The definitive diagnosis of sclerosing mesenteritis is made through histological analysis obtained laparoscopically or through open laparotomy. Pancreatitis, inflammatory bowel disease, extra-abdominal fat necrosis (Weber-Christian disease), and malignancy must be ruled out before sclerosing mesenteritis can be diagnosed. In rare cases, lymphomas may display similar histologic characteristics, which is why radiological findings have become increasingly important in identifying sclerosing mesenteritis.6

It has been suggested that CT scanning shows certain criteria relevant to this disorder. These include the appearance of a solitary soft tissue mass in the mesentery of the small bowel, entrapment of the superior mesenteric artery with no vascular involvement, and no invasion of adjacent small bowel loops. Studies show that a hyperattenuated stripe surrounding the mass is visible in up to 50% of patients with sclerosing mesenteritis. A hypodense fatty halo, know as a "fat-ring sign," may help clinicians distinguish lymphoma from sclerosing mesenteritis. The fat-ring sign was observed on nearly 79.5% of CT scans of patients with sclerosing mesenteritis (Figure 3).2

The integration of positron emission tomography (PET) with CT scanning plays a critical role in assessing sclerosing mesenteritis. PET studies are highly accurate in excluding tumoral involvement of the mesentery by showing no 2-fluoro-2-deoxy-D-glucose (FDG) uptake.3

Although patients with mesenteric panniculitis seem to have a good prognosis and their condition may regress spontaneously,7,8 the outcome for patients with sclerosing mesenteritis appears less favorable. Some patients have shown improvement after being treated with cyclophosphamide,9 corticosteroids with or without colchicine,10,11 azathioprine,12,13 or tamoxifen.14 Surgical treatment is usually not indicated for sclerosing mesenteritis, except for frozen-section biopsy. Surgery may be required, however, to remove the mesenteric mass in cases of bowel obstruction, arterial occlusion, and symptomatology refractory to medical treatment.


Treatment for sclerosing mesenteritis should be based on the stage of the disease at diagnosis.
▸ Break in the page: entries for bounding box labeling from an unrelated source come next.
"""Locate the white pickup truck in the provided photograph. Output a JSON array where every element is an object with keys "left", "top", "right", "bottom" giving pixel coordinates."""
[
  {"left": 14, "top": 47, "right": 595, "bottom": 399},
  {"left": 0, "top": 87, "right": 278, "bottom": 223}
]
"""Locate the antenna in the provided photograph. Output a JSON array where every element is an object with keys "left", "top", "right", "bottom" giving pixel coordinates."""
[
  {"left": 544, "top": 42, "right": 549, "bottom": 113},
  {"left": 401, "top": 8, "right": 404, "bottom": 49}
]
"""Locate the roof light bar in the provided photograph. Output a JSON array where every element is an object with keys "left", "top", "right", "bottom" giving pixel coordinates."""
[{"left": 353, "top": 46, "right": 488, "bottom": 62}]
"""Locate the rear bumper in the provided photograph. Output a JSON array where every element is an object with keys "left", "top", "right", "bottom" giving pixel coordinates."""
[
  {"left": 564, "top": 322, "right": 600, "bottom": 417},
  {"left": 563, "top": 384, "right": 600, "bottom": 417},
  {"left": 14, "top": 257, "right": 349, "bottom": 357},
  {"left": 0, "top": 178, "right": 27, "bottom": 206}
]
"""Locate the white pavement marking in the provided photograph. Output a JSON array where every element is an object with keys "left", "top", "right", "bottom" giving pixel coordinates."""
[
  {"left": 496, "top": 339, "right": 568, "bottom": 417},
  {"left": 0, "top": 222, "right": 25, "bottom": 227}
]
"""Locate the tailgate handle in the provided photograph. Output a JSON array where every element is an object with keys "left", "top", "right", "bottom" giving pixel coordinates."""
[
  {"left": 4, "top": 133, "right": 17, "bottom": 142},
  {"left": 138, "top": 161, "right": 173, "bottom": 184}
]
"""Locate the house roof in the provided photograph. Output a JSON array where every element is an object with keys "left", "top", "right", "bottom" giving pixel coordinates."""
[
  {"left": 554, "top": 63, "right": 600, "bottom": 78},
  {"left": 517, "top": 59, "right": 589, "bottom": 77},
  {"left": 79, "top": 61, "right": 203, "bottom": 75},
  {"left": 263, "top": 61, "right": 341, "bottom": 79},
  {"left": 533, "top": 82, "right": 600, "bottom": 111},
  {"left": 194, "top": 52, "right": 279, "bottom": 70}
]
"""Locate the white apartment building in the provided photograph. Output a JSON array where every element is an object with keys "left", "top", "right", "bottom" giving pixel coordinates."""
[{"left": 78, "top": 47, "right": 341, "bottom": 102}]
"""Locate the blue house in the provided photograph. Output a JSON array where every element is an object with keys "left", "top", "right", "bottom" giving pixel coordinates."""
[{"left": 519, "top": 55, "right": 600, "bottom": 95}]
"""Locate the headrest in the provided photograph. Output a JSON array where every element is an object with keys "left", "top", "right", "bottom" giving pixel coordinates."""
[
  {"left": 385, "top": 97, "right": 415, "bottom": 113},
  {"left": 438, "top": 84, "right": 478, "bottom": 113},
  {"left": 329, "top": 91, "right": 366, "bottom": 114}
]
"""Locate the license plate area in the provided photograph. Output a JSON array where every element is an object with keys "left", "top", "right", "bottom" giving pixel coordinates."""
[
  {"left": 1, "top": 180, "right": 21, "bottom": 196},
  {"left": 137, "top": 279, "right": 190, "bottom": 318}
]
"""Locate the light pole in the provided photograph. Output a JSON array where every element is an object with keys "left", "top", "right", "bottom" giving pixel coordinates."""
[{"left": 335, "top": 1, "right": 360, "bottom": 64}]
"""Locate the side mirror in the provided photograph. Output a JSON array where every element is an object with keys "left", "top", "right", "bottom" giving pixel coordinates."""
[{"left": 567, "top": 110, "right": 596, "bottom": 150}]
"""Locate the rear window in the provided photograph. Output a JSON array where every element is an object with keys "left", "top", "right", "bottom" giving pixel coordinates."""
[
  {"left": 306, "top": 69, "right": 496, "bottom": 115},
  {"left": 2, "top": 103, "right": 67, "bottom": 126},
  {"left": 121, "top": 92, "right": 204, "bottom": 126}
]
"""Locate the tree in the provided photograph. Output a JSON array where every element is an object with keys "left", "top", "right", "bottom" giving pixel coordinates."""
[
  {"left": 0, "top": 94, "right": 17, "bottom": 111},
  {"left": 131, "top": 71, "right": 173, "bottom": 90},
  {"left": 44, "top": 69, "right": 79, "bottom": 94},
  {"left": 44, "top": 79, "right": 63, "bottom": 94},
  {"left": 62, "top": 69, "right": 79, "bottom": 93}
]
Earlier stages may be observed or treated medically; however, when fibrosis becomes extensive, surgical intervention is the treatment of choice.


We thank Steven Leighton, MD, Mount Sinai Medical Center, Department of Radiology, for his assistance with reading the CT scans.


The authors have no relationship with any commercial entity that might represent a conflict of interest with the content of this article and attest that the data meet the requirements for informed consent and for the Institutional Review Boards.